Transfer learning (TL), encompassing all its forms, including techniques like fine-tuning and domain adaptation [
95,
96], is poised to revolutionize Jet HEP applications by leveraging pre-trained models from vast datasets to enhance performance on specific tasks with limited data. This approach can significantly reduce computational costs and training times, making it ideal for adapting models to new experiments or rare phenomena. As HEP experiments generate increasingly complex data, the ability to apply knowledge from one context to another will be invaluable for improving event classification, anomaly detection, and signal processing. Looking ahead, TL will be crucial for efficiently extracting insights from new particle interactions and advancing our understanding of fundamental physics. Exploring advanced architectures as sources of prior knowledge, such as EfficientNet, vision Transformers (ViT), Swin Transformers, ConvNeXt, GNNs, neural ordinary differential equations (NODEs), physics-informed neural networks (PINNs), and and AutoML for architecture optimization, could offer substantial improvements to target models conducting AI-based Jet tasks [
46]. These SOTA methods are better suited to handling the complexities of particle physics data compared to older architectures like AlexNet or VGG. Generalizing the top tagger to classify other boosted objects, such as W/Z bosons, Higgs bosons, and other particles, remains straightforward, and extending it to partially-merged and fully resolved tops could enhance background rejection.

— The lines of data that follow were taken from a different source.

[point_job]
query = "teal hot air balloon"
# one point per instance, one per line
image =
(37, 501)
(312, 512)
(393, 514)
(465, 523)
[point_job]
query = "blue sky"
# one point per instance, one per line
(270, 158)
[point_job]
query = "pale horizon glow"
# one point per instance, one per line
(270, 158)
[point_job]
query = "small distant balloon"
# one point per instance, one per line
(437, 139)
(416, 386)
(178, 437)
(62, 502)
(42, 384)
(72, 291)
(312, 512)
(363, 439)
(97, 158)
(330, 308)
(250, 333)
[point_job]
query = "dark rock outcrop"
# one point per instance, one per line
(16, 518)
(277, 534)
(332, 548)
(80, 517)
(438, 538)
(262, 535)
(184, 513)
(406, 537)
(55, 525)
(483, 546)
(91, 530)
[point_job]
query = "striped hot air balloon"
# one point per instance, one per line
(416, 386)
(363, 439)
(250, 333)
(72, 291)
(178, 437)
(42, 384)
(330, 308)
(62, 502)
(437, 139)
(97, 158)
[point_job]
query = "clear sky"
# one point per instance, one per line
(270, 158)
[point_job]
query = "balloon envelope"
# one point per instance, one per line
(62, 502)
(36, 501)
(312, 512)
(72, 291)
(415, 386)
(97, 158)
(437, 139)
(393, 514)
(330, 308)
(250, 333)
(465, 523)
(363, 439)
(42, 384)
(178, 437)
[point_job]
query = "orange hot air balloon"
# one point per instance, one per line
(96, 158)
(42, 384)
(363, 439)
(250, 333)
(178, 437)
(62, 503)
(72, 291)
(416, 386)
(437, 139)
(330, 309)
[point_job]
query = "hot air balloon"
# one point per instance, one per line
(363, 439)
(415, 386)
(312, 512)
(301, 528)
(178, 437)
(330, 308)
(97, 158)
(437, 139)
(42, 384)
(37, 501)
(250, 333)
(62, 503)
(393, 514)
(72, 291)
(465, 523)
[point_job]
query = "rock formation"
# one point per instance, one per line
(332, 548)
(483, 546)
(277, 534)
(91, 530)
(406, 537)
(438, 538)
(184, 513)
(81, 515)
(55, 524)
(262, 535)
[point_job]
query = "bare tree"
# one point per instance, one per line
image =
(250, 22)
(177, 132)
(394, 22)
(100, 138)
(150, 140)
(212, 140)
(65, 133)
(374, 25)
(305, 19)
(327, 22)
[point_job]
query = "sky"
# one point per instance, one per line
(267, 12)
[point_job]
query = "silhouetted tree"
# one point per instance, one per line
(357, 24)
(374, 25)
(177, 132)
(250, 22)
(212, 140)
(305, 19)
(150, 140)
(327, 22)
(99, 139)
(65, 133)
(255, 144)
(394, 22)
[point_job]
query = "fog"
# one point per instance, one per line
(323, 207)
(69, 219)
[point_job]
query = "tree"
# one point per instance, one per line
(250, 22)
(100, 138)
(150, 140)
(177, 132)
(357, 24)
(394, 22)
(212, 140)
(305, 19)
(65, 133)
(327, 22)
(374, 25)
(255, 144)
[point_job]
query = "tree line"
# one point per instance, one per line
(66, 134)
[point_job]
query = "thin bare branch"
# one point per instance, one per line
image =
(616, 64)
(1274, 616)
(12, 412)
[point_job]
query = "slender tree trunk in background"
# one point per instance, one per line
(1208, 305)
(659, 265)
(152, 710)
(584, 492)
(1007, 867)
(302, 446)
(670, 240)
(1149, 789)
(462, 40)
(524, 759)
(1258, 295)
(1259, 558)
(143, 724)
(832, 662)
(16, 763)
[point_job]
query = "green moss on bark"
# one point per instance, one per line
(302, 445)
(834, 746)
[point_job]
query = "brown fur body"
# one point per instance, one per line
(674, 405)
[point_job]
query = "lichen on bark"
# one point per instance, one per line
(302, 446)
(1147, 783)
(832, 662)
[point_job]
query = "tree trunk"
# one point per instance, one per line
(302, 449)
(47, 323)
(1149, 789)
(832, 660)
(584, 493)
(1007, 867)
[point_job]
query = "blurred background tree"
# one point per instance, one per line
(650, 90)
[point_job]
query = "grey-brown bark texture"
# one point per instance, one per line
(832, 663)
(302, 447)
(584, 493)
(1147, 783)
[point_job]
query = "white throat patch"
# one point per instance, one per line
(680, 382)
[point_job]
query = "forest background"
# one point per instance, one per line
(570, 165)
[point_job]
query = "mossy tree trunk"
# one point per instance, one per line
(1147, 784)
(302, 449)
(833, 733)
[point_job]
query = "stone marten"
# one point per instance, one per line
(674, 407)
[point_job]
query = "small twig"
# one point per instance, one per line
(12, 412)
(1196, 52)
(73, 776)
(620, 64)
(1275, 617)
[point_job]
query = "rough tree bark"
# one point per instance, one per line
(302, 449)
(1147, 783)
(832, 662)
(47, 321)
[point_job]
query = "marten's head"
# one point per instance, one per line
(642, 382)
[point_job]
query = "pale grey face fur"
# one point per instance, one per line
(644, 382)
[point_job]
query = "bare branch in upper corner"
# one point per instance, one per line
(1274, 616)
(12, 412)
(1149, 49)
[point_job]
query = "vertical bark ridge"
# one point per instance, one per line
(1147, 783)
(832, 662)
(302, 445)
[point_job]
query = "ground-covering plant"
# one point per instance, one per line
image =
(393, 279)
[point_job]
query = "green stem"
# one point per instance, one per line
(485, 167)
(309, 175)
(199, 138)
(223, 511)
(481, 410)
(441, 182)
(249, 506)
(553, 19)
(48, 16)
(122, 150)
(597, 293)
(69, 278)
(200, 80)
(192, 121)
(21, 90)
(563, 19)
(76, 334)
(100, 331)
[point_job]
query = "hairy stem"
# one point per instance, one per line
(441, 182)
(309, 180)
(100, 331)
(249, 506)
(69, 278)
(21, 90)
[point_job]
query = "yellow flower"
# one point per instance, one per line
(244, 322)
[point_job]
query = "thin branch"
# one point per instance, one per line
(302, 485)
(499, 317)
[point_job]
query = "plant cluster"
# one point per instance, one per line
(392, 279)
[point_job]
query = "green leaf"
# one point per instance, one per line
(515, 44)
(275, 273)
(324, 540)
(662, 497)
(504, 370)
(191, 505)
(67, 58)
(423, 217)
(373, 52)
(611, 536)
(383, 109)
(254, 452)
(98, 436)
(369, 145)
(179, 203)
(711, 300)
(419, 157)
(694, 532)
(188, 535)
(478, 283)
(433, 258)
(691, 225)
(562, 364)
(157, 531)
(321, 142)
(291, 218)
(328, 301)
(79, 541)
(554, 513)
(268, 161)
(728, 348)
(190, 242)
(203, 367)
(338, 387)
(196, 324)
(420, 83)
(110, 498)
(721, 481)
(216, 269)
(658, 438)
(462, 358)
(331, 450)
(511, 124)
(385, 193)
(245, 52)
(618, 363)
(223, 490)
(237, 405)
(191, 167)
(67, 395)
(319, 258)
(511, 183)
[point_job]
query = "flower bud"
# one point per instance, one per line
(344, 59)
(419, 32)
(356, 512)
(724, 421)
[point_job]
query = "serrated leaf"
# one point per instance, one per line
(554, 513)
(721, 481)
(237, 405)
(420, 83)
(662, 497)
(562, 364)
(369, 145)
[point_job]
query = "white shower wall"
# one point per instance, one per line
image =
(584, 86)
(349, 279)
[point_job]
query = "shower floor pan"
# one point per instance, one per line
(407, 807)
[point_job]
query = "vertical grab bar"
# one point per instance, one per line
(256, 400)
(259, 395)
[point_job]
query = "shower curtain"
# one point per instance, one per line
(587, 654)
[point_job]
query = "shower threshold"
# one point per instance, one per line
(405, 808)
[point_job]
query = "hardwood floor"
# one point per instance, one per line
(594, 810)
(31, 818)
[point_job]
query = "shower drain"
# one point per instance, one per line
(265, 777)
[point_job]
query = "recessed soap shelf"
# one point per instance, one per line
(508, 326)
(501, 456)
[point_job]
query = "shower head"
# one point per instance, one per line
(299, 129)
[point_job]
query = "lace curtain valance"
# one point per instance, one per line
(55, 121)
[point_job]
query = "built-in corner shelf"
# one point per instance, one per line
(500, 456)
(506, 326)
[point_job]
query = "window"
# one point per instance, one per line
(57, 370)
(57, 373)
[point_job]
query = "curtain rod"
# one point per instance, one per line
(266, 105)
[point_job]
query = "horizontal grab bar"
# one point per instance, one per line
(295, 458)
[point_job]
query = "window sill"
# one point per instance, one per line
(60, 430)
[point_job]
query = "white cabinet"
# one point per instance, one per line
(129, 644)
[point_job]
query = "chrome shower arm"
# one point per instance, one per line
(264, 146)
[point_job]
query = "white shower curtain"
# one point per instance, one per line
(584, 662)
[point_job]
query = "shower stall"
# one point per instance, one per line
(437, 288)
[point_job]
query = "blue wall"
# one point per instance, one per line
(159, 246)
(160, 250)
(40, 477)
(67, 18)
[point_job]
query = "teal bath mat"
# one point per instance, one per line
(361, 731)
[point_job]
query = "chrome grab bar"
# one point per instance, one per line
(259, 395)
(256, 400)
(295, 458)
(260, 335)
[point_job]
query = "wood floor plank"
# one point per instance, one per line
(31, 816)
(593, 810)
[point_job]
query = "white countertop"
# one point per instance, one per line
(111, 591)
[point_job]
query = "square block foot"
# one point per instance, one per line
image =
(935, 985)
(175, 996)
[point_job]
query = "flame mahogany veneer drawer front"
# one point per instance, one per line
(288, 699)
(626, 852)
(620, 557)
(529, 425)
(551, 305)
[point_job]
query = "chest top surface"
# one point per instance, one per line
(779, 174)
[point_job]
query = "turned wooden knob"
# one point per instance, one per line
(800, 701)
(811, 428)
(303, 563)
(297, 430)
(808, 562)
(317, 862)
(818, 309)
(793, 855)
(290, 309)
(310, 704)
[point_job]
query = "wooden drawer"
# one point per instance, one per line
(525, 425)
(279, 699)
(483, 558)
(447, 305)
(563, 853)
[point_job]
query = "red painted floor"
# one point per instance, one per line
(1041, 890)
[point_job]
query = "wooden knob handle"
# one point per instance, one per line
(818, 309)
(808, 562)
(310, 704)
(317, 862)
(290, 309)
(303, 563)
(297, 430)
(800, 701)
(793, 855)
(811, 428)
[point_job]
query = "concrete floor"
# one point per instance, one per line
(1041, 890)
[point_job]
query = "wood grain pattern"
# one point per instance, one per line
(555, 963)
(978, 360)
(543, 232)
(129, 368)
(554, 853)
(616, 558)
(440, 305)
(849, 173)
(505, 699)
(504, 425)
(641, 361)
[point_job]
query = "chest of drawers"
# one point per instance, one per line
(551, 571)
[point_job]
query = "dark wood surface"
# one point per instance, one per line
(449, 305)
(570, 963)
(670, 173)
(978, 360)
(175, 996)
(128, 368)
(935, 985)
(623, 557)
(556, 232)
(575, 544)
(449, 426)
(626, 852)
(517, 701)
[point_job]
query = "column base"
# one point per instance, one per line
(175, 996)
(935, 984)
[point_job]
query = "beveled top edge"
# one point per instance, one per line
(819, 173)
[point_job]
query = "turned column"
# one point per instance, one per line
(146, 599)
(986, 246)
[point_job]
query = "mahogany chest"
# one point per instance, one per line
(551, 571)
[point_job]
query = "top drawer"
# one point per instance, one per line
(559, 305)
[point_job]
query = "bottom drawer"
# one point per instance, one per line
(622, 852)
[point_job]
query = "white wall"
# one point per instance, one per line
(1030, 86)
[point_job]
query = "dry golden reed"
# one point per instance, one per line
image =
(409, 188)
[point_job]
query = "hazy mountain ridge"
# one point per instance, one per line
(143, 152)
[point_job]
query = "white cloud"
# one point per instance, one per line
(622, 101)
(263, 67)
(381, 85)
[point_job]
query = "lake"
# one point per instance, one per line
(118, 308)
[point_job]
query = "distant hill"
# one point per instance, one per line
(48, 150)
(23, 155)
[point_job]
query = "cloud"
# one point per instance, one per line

Systematic errors are a significant concern in HEP experiments, particularly in image classification tasks involving jet analysis. These errors can arise from various sources, including detector calibration inaccuracies, biases in data reconstruction, and environmental factors during data acquisition. Addressing these uncertainties is crucial for the reliability and accuracy of ML models applied in HEP. One approach to mitigating systematic errors is through systematics-aware learning, which involves developing models that account for potential biases in the data. For instance, Estrade
et al. [
97] discussed the importance of creating benchmarks that capture realistic cases of systematic errors in HEP analysis to facilitate experimental comparisons of different techniques. Another strategy involves adversarial learning to eliminate systematic errors [
98]. This paper discusses the application of adversarial domain adaptation in an unsupervised setting to reduce sample bias in supervised HEP event classifier training. The authors utilize a neural network with a gradient reversal layer to simultaneously enable signal versus background event classification while minimizing differences in the network’s response to background samples from different Monte Carlo models. Ghosh
et al. [
99] proposed classifiers that are fully aware of uncertainties and their corresponding nuisance parameters, demonstrating that this approach can enhance sensitivity to parameters of interest. By incorporating uncertainty directly into the learning process, models can achieve better performance compared to traditional strategies that do not account for such uncertainties.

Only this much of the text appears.